Es un gesto simbólico, así lo entiendo yo, un tanto forzado ante las mareas emergentes y los nuevos aires de renovación democrática que se respiran en el ambiente. Un gesto eso sí, a mi juicio, tardío, polémico e insuficiente. Tardío porque esa decisión debió adoptarse mucho antes, el daño generado a la Corona ha sido irreparable; polémico porque la Infanta difundió a través de su abogado que fue ella quien solicitó la renuncia, lo que ha sido desmentido por Zarzuela, e insuficiente porque sigue siendo la sexta en la línea de sucesión, y como decía Cánovas del Castillo, no hay asunto más vital y consustancial con la monarquía que el principio hereditario en la sucesión del trono.

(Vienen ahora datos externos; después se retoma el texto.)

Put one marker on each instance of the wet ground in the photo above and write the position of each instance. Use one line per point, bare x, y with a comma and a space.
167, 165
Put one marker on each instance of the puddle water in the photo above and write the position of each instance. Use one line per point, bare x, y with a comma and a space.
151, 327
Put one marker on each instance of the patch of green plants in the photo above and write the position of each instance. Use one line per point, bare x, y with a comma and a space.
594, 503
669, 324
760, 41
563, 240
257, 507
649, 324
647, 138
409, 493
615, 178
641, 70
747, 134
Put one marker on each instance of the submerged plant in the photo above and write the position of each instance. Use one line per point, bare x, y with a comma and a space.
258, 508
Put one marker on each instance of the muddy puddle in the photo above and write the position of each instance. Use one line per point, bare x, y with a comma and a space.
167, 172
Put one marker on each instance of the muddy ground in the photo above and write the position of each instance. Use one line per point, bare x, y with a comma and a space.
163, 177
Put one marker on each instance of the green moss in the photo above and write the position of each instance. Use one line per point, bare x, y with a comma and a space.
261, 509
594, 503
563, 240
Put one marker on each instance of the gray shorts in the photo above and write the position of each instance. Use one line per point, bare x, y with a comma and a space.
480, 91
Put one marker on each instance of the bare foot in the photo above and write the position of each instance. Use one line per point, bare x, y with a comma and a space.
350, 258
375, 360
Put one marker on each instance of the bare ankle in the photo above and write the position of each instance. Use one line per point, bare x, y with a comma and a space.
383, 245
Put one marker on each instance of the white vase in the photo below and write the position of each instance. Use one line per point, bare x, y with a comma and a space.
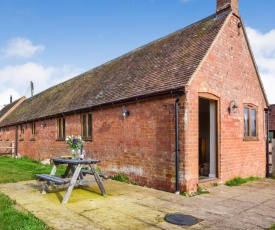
73, 153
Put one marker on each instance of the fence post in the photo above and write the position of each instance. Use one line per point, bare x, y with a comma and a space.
273, 158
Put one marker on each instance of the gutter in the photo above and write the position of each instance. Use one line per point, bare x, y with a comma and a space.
179, 91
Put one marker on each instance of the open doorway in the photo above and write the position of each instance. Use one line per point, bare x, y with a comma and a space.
207, 138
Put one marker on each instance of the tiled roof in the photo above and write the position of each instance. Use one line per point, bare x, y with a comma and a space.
9, 107
162, 65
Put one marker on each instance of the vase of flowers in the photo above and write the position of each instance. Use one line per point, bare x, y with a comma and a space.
75, 144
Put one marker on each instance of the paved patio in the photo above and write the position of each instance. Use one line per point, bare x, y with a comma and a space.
250, 206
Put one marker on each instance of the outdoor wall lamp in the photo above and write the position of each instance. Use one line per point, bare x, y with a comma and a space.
125, 112
234, 107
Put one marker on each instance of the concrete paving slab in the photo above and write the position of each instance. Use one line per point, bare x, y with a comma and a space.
250, 206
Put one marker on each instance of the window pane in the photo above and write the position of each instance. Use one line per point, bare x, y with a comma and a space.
89, 125
253, 122
246, 122
84, 126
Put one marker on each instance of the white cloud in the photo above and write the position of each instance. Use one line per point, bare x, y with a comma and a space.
16, 79
21, 47
263, 47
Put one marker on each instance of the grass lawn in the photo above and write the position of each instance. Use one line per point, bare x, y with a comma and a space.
14, 170
11, 219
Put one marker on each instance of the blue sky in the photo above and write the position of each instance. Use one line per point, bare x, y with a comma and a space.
50, 41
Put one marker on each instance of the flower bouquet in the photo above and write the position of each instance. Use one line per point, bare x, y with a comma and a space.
75, 143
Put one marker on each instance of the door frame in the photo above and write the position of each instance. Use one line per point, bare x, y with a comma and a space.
213, 97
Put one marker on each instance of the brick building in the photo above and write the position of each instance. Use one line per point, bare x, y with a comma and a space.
272, 121
183, 109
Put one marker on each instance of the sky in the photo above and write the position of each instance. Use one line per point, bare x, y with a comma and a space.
50, 41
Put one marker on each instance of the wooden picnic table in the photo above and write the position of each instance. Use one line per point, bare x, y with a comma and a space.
75, 167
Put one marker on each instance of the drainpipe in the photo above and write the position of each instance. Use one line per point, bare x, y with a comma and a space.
177, 142
267, 141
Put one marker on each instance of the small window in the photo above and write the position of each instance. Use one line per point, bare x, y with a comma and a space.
33, 131
250, 122
61, 124
87, 126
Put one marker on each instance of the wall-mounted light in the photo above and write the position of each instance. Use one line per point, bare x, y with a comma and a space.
234, 107
125, 112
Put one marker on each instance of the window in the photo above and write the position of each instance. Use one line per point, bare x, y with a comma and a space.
61, 128
87, 126
33, 131
250, 122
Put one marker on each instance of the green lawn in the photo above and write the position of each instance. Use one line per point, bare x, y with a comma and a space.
13, 170
11, 219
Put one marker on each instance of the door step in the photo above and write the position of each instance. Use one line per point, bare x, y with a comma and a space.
208, 182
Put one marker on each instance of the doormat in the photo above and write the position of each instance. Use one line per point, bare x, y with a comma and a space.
181, 219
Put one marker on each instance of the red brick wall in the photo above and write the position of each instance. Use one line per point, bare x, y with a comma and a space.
272, 119
228, 73
141, 146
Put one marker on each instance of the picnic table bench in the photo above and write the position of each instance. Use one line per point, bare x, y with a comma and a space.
76, 178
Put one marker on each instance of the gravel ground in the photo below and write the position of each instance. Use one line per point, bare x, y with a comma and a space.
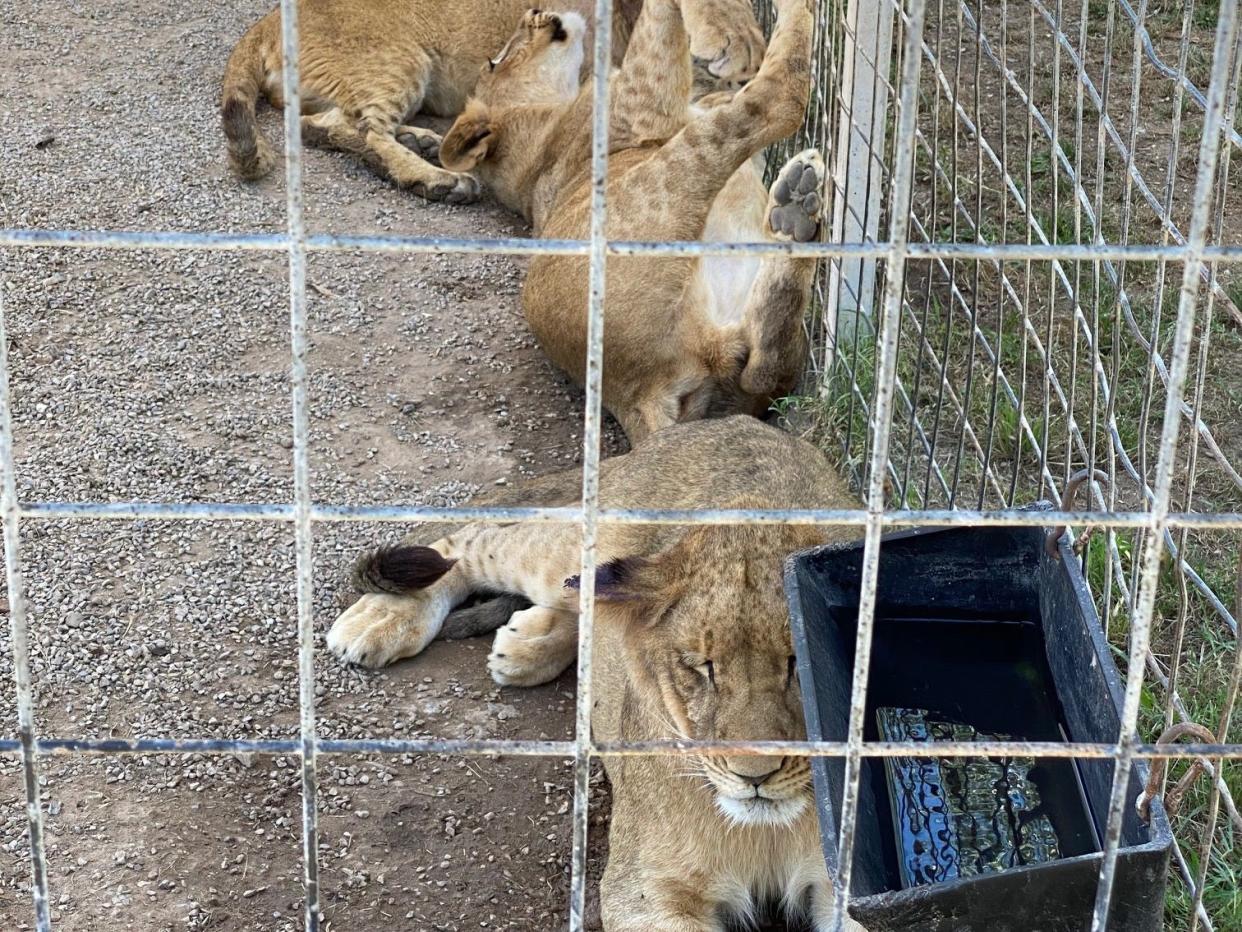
163, 377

El régimen sucesorio está basado en los principios del llamado “orden regular”, ya establecido en las Partidas, que también se extiende a las causas de modificación y exclusión de este orden sucesorio, como la abdicación y la renuncia, de gran trascendencia política, pero también jurídica. La Constitución Española de 1978 en el artículo 57.5 establece que una ley orgánica deberá resolver la cuestión de las abdicaciones –lo hemos visto con Juan Carlos I- y demás dudas sobre el orden sucesorio, que puede variar y esta variación puede responder, o bien a causas de modificación del propio orden sucesorio o bien a causas de exclusión por matrimonio, por incapacidad o por indignidad. La renuncia de los derechos sucesorios no está regulada en la Constitución. La última fue la preconstitucional de Don Juan en 1977, a quien correspondía el orden dinástico, cuando su hijo ya había sido proclamado rey.

La renuncia del príncipe/princesa de Asturias, en mi opinión, debe hacerse ante el rey y este comunicarlo al presidente del Gobierno, con cuyo refrendo lo remitiría a las Cortes, que reunidas en sesión conjunta tomarían conocimiento de la renuncia. En el caso de las infantas o los nietos del monarca, estas renuncias deberían hacerse ante el rey, que daría conocimiento por medio del presidente del Gobierno al presidente de las Cortes Generales, sin necesidad de que éstas en este caso se reunieran en sesión conjunta. La opinión doctrinal mayoritaria es que la renuncia no afectaría a los descendientes ya nacidos, tratándose de una cuestión personalísima, voluntaria y unilateral inherente a la infanta. Si es así, y la renuncia no se produce, habrá que habilitar la reforma necesaria para impedir la hipotética, y esperemos que improbable posibilidad, esperpéntica pero constitucional, de ni tan siquiera imaginar a Iñaki Urdangarin como rey consorte o como regente.